At Deepnote, we think of the notebook as a universal computational medium. It’s easy to get started with, but allows for great composability. As a result, the notebook can serve not just as a tool for data exploration, but also as an elegant building block for a company’s entire data platform.
In this post, we’ll explore how we at Deepnote use Deepnote to power our entire data infrastructure, which we like to think is organized as a pyramid structure.
Read on to learn how we use Deepnote:
- To build our collaborative culture, knowledge base and security model
- To organize, transform and activate our data
- To perform business intelligence, exploratory analysis and app development
Notebooks as the foundation
Let’s start from the bottom and work our way to the top of the pyramid that is Deepnote’s infrastructure organization.
A culture of collaboration
Everyone at Deepnote, no matter their title, experience, or background, has access to Deepnote to not only fundamentally understand the product they’re contributing to, but also to use it for their workflows—whether they’re an engineer or a sales representative.
Two features that allow everyone in the company to get the most out of Deepnote for their specific roles are workspaces and Deepnote AI.
Workspaces act as a “control panel” by allowing individual teams to control which people have access to what projects. In this way, everyone at Deepnote can organize and customize their own workflows to their specific function.
Deepnote AI boosts the efficiency of not only our engineering teams, but also our non-technical team members. In every single notebook used by our teams, Deepnote AI is available to assist in generating code suggestions to accomplish any plain-English task it receives. Bonus: it’s even smarter in its suggestions when it leverages the context from existing code in these notebooks.
However, one team that does not benefit from Deepnote workspaces and AI is the dedicated data team.
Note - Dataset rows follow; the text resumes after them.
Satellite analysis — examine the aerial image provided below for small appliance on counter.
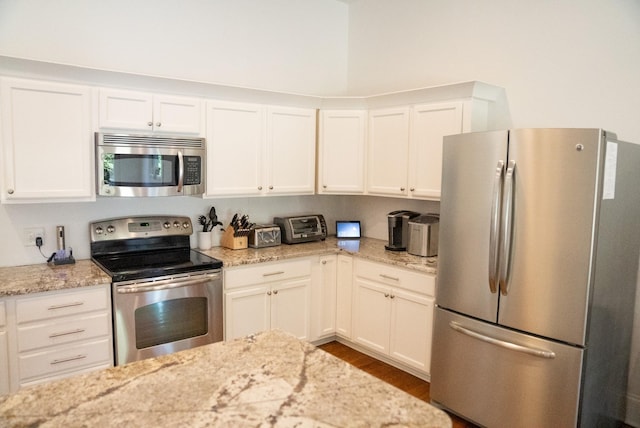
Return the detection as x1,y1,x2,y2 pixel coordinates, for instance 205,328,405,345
274,214,327,244
385,210,420,251
48,225,75,265
407,214,439,257
248,224,282,248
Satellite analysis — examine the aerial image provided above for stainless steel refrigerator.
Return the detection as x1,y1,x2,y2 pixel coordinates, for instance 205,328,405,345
431,129,640,427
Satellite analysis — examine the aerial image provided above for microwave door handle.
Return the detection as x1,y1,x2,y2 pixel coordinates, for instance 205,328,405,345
177,150,184,193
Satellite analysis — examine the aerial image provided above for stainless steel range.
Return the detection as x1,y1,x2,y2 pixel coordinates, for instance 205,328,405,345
90,215,223,366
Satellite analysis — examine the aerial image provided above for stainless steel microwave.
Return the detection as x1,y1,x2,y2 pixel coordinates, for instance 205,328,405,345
96,132,205,197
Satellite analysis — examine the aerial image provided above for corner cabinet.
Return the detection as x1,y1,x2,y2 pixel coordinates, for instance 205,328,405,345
352,258,435,377
0,78,94,203
317,110,367,194
367,102,466,200
224,258,312,341
205,101,316,197
98,88,204,135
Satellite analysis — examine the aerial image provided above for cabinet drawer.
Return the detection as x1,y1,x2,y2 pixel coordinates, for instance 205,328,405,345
0,301,5,327
225,258,312,289
16,286,109,324
19,338,112,381
17,312,110,353
354,259,435,296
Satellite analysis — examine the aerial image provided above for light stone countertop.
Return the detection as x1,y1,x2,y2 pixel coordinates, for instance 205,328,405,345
0,329,451,427
0,237,436,298
0,259,111,297
199,236,438,274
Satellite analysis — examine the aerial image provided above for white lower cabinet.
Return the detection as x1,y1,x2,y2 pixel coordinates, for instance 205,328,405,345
335,254,353,339
310,255,337,341
224,258,312,341
0,301,9,396
5,284,113,392
352,258,435,376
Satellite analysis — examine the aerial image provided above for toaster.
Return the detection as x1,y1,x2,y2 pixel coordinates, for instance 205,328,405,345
274,214,327,244
248,224,282,248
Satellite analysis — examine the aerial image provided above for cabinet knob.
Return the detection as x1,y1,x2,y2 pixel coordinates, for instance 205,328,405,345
7,189,14,195
390,294,396,299
400,187,406,192
384,293,390,298
273,289,278,295
156,122,161,127
267,291,272,296
258,186,263,190
323,185,327,189
410,187,415,191
322,260,327,265
147,121,153,127
269,186,274,190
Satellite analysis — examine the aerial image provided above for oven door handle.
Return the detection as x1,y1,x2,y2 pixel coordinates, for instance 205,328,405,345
116,273,220,294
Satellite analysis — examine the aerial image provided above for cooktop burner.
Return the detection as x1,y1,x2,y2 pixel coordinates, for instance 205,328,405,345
90,215,223,283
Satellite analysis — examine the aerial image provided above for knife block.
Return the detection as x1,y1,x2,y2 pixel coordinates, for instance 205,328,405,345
220,228,248,250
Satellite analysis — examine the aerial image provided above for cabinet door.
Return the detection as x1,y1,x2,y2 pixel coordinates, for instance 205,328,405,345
266,106,316,195
99,88,153,131
335,254,353,338
0,330,8,396
389,288,434,373
352,278,391,354
315,255,337,339
153,95,202,134
367,107,410,196
318,110,366,194
205,101,264,196
271,277,311,340
1,78,94,202
224,285,270,340
409,102,463,200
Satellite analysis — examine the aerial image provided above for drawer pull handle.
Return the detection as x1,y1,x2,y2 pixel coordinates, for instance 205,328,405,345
263,271,285,277
50,354,87,365
49,328,86,339
48,301,84,310
380,274,399,281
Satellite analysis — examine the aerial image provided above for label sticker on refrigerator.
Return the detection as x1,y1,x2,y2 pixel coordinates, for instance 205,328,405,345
603,141,617,200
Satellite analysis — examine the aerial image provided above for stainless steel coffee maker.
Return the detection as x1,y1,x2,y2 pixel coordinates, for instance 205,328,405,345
385,210,420,251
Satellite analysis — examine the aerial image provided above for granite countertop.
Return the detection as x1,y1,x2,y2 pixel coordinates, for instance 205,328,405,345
199,236,438,274
0,329,451,427
0,237,436,298
0,259,111,297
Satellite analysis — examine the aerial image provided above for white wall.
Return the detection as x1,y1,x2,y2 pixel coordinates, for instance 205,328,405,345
345,0,640,424
0,0,349,96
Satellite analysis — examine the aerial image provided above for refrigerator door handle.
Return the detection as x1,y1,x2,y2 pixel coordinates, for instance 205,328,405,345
488,160,505,293
449,321,556,359
499,160,516,295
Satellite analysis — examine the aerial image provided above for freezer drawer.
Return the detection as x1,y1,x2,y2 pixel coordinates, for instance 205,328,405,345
431,308,583,428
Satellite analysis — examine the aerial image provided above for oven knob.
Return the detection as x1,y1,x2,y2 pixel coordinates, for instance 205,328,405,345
182,222,190,229
95,227,104,235
163,222,171,229
173,221,180,228
106,225,115,233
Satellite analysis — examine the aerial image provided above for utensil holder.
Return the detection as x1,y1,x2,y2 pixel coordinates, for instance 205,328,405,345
220,228,248,250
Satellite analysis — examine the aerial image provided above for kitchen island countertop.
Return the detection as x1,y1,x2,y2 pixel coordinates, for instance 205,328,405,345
0,329,451,427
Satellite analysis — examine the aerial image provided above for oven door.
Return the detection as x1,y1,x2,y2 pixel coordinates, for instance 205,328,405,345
112,270,222,365
97,144,204,197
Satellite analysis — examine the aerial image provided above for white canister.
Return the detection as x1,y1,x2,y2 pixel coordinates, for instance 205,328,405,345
198,231,212,250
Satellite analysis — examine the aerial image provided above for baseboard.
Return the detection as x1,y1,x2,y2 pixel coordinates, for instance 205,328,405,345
627,393,640,427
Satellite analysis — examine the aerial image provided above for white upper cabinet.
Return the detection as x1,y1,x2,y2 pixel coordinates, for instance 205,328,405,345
317,110,366,194
408,102,463,200
0,78,94,203
367,107,411,197
99,88,203,135
205,101,264,197
205,102,316,197
266,106,316,196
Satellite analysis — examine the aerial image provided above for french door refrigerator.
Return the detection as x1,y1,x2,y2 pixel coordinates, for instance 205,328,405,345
431,129,640,427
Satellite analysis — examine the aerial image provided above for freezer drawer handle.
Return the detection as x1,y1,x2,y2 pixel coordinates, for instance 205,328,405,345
488,160,505,293
449,321,556,359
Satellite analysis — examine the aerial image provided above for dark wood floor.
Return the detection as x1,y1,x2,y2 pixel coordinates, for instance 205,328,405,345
318,340,478,428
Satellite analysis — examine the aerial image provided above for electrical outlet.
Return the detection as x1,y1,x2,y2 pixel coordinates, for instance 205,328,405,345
24,227,45,247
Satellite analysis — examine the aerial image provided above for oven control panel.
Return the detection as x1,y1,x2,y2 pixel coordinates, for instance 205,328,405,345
90,216,193,242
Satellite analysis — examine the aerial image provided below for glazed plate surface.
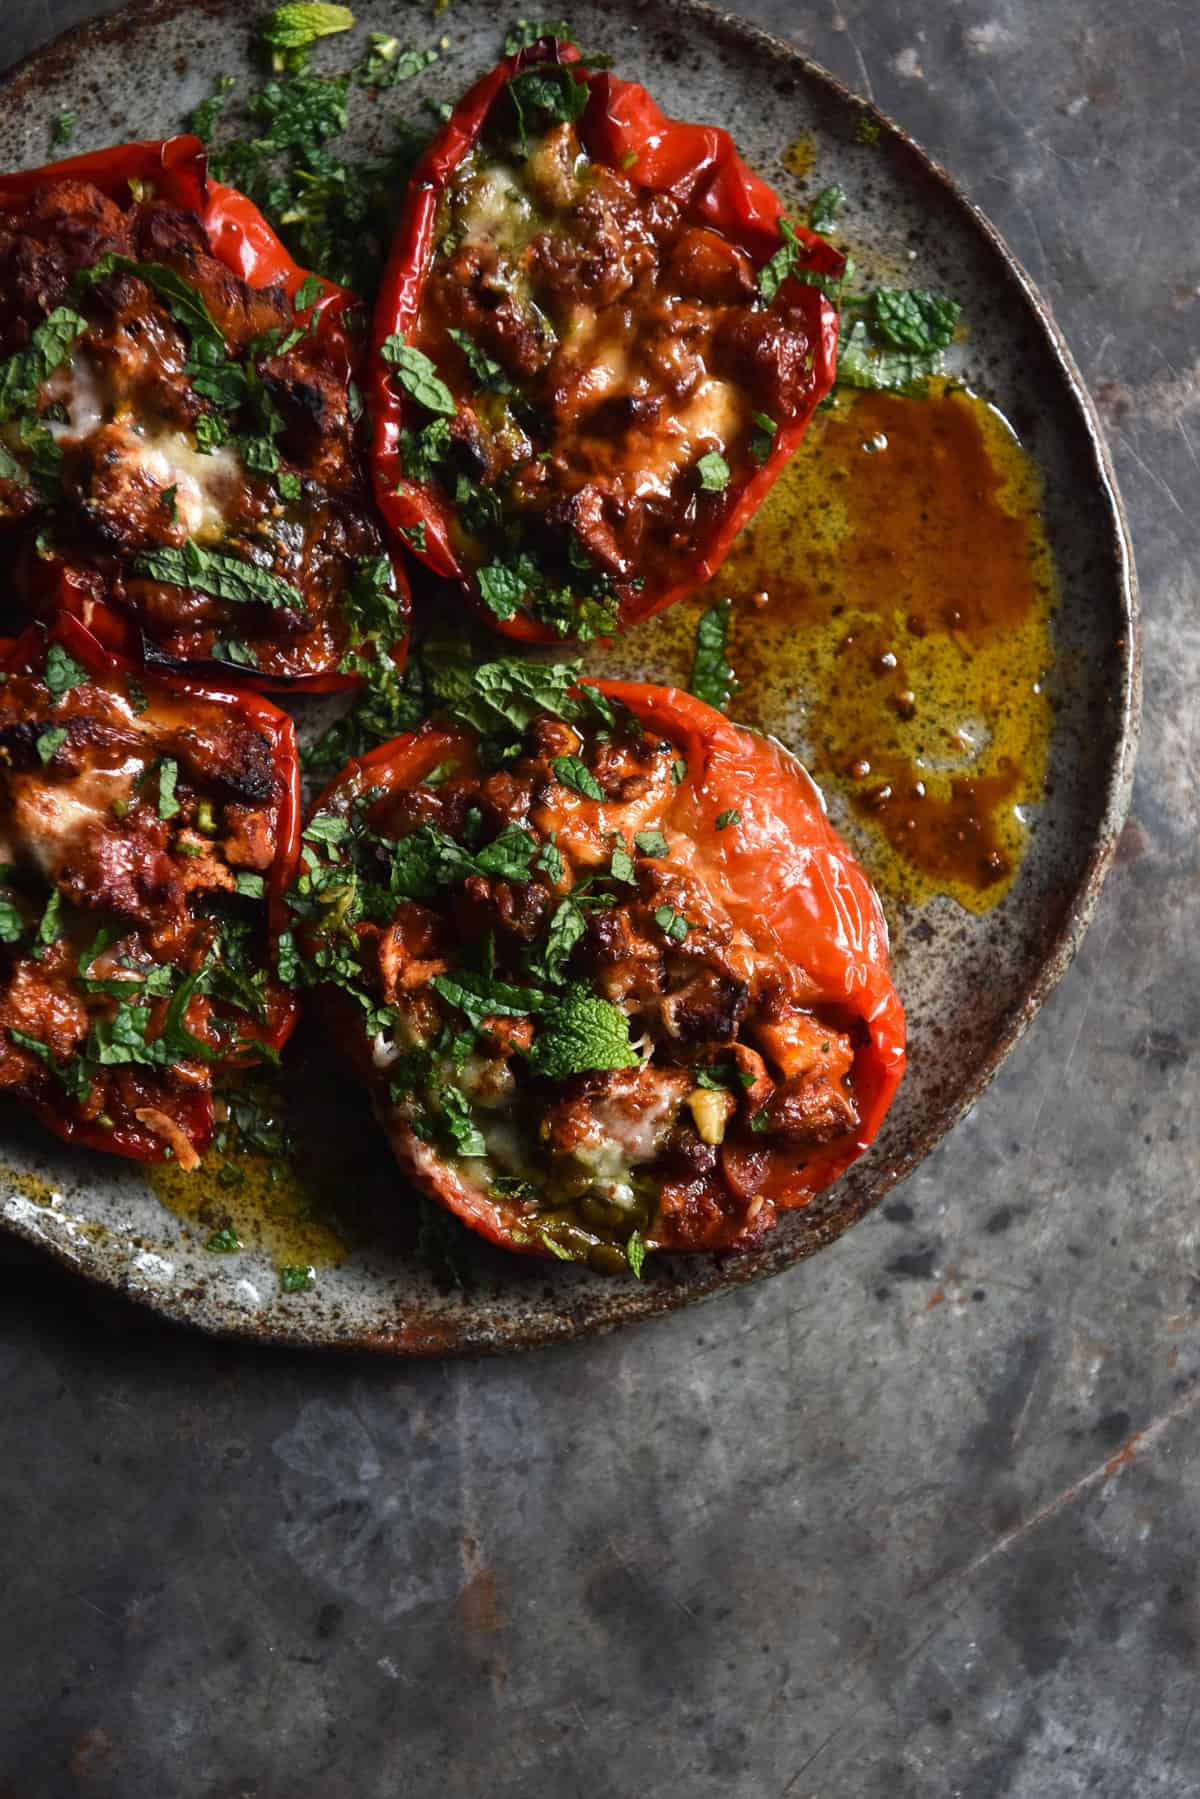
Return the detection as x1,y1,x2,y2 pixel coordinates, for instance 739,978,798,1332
0,0,1137,1351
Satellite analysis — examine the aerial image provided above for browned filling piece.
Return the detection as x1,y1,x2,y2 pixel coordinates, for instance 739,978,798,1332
0,178,388,679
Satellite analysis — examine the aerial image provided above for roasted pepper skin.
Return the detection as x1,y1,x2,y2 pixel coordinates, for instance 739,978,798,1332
0,135,410,692
0,612,302,1166
308,683,905,1258
368,41,843,642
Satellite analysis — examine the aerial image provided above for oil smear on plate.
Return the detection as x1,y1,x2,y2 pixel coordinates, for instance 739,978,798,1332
593,380,1056,917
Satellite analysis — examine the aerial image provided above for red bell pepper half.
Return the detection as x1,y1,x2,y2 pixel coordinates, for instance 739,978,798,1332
0,613,301,1169
0,136,410,690
297,680,904,1270
369,41,843,643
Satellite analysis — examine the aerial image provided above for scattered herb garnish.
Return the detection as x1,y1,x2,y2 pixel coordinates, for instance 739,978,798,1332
551,755,605,802
696,450,731,492
261,3,355,71
689,597,736,711
380,335,457,415
280,1263,316,1292
808,183,845,232
503,17,572,54
135,540,305,611
0,309,88,424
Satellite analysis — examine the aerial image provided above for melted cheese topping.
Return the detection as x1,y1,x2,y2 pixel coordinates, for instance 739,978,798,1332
125,427,242,543
456,158,539,255
5,757,143,879
48,352,242,543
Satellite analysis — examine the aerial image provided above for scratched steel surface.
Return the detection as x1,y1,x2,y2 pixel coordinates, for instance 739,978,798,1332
0,1,1195,1794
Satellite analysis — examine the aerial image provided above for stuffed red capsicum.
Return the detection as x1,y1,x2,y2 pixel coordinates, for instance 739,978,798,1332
0,613,300,1168
0,135,409,686
288,663,903,1273
369,39,842,643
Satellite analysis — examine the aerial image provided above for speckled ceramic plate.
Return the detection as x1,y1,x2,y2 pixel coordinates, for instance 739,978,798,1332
0,0,1137,1352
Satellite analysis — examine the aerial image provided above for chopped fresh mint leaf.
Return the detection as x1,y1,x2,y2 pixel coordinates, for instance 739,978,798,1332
870,287,961,354
261,4,355,58
808,183,845,233
235,872,267,899
528,989,639,1080
36,890,65,948
654,904,690,943
474,823,539,882
294,273,324,311
157,757,181,821
431,970,545,1030
715,808,741,830
212,638,260,670
0,308,88,423
135,539,304,611
9,1028,91,1102
447,326,513,394
505,64,589,155
380,335,456,415
36,727,67,764
537,897,585,984
696,450,730,492
609,844,636,884
44,642,87,699
750,410,777,466
836,318,939,393
191,75,236,141
0,889,24,945
758,217,802,306
75,254,226,364
476,553,539,622
551,755,604,802
503,17,572,54
689,597,736,711
634,829,668,858
423,646,585,738
437,1084,487,1157
358,36,438,86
And this is because we don’t have a dedicated data team. Why? Because with the access to data resources achieved from workspaces and the data workflow efficiency achieved from our AI features, Deepnote serves as the self-serve data tool that enables everyone to be their own data analyst, effectively turning the whole company into a data team.
Notebooks as a knowledge base
At the next level in our pyramid of needs is a shared knowledge base of our data assets. This kind of knowledge base is normally achieved using data lineage and data catalogs, which help organizations discover and map data flowing through data pipelines. It’s essential in processes like creating analyses for your stakeholders and developing machine learning algorithms.
It turns out, cloud-based notebooks conveniently already provide data lineage and catalog capabilities natively. All notebooks in a given workspace are centralized in a top-down organization that acts as a database of knowledge, where our teams can easily browse and search for pieces of knowledge from teammates’ projects, and also find helpful project-level metadata such as location, machine status, author, and more. So even though our own knowledge base is scattered across thousands of notebooks, everything is neatly catalogued and searchable within organized workspaces.
What’s more, the organization structure of all notebooks in our workspaces is catalogued via notebook dependencies, which allows us to always know where our data is coming from. Maybe even more importantly, it also allows us to keep consistent metrics definitions across all analyses.
For example, our Customer 360 notebook uses definitions of users, teams and workspaces that were derived in upstream notebooks, such as the dedicated
users table notebook, explained in more detail below. The linkages and references between notebooks are then automatically tracked as hyperlinks in a convenient Dependencies section, enabling future users to have an immediate understanding of how the analysis was derived as soon as they jump into the notebook.
To access this shared knowledge base—instead of forcing teams to hunt for and share static notebooks in GitHub or god forbid, local machines—team members can immediately collaborate on projects together with the same knowledge of data sources, environment configurations, and target outputs.
Documentation of our cloud warehouse schemas, tables, columns and changes to them is another capability that comes naturally using Deepnote notebooks, thanks to its built-in rich text editor and schema browser. Take our universal
users table, for example. We have a notebook dedicated to describing in depth the table’s data, metadata and its business context in detail. It filters out inactive and duplicate accounts, and serves as our source of truth for the definition of a
user for all downstream analyses.
Lastly, this knowledge base is critical for providing the context that our AI needs to generate its code suggestions. For example, when our Product Managers need to analyze paying user behavior in Deepnote Apps, they can rely on Deepnote AI to pull in the correct definitions of a user, payment behavior and App usage. But they can also count on the AI to generate a correct, efficient SQL query to join all of those definitions together. By leveraging the work and data knowledge base across your workspaces, Deepnote AI has the same knowledge you have to work by your side as a true autonomous collaborator.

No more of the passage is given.